Fresh pickling cucumbers and just a few other ingredients make these Easy Refrigerator Dill Pickles.
The most important part of the recipe is the pickling cucumbers. They’re short, small, and firm, but they make deliciously crisp pickles. Don’t be tempted to substitute another kind of cucumber or you’ll end up with soggy pickles.
When I purchased these pickling cucumbers at the Kershaw County Farmer's Market, I knew I wanted to get them pickled while they were still at their peak of freshness.
1-1/4 cups distilled white vinegar (5% acidity)
3 tbls. salt
2 tbls. sugar
2 cups cold water
1-3/4 to 2 pounds pickling cucumbers (about 6), cut into halves or spears
2 tsp. minced garlic
1/4 tsp. red pepper flakes
1/2 tbls. dried dill weed
Combine the vinegar, salt and sugar in a small non-reactive saucepan (such as stainless steel) over high heat. Whisk until the salt and sugar are dissolved. Transfer the liquid into a bowl and whisk in the cold water. Refrigerate brine until ready to use.

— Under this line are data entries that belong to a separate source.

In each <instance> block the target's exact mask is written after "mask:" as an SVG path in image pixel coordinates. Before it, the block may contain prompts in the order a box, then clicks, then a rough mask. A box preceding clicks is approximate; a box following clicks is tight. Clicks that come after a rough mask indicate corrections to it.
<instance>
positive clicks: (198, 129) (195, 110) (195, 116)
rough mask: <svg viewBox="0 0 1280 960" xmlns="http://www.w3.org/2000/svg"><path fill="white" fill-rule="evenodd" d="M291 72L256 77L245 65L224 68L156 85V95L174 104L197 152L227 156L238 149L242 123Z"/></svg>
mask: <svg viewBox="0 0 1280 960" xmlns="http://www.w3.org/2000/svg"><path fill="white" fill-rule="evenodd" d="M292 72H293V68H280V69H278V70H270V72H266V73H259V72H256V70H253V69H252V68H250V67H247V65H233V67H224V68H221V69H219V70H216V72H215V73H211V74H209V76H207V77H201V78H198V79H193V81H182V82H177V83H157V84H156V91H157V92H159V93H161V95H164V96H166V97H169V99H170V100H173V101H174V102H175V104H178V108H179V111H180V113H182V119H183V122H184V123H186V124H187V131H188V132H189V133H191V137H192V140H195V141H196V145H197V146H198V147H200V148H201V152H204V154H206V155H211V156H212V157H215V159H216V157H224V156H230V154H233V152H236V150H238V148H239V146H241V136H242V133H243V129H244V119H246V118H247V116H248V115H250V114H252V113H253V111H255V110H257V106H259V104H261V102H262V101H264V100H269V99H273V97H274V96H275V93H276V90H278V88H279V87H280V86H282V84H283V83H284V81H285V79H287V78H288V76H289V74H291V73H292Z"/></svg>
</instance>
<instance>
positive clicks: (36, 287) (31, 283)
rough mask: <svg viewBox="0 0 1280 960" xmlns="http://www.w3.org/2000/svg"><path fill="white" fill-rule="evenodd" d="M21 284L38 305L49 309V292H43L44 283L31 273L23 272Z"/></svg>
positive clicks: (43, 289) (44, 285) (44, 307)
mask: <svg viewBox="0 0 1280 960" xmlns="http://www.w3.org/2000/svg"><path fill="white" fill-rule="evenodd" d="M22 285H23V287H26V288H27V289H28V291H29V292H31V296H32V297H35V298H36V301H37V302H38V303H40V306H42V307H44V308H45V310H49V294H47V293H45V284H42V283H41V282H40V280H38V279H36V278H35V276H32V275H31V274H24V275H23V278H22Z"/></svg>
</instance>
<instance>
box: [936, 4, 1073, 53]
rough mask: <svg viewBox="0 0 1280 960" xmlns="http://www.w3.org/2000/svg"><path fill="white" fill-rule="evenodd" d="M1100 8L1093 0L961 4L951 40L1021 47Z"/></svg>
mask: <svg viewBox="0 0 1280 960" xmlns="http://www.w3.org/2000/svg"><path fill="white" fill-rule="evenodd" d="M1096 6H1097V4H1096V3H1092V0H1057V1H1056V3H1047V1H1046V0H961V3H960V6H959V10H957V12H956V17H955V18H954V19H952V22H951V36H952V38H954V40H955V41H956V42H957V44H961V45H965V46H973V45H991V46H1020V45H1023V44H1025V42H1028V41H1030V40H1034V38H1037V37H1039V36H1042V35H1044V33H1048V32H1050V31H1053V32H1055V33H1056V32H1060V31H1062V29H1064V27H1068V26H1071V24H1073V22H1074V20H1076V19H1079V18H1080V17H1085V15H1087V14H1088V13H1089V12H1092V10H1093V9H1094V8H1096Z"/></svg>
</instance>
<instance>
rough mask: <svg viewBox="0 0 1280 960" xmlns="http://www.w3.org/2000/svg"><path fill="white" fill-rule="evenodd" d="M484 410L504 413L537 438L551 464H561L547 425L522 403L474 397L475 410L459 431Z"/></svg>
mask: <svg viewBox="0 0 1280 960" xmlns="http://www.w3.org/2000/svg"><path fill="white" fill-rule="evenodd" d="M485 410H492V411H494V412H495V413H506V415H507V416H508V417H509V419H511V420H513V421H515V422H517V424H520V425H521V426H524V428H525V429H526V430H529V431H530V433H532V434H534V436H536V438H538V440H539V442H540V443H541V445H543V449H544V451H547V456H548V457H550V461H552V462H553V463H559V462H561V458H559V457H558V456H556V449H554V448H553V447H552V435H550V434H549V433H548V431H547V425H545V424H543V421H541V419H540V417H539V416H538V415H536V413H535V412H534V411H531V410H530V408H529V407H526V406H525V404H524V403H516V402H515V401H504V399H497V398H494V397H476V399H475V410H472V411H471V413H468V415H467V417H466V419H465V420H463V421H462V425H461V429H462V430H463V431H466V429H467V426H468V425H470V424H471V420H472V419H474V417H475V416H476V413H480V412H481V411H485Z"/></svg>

Stuff the cucumbers into clean 1 quart jars. Add the garlic cloves, red pepper flakes, dill, and chilled brine into jars, dividing evenly. Be sure the brine covers the cucumbers; add a little water if necessary.
Cover and refrigerate about 24 - 48 hours, then serve. Cucumbers will keep in the refrigerator for up to one month.
Cooks note - wait 48 hours for best flavor!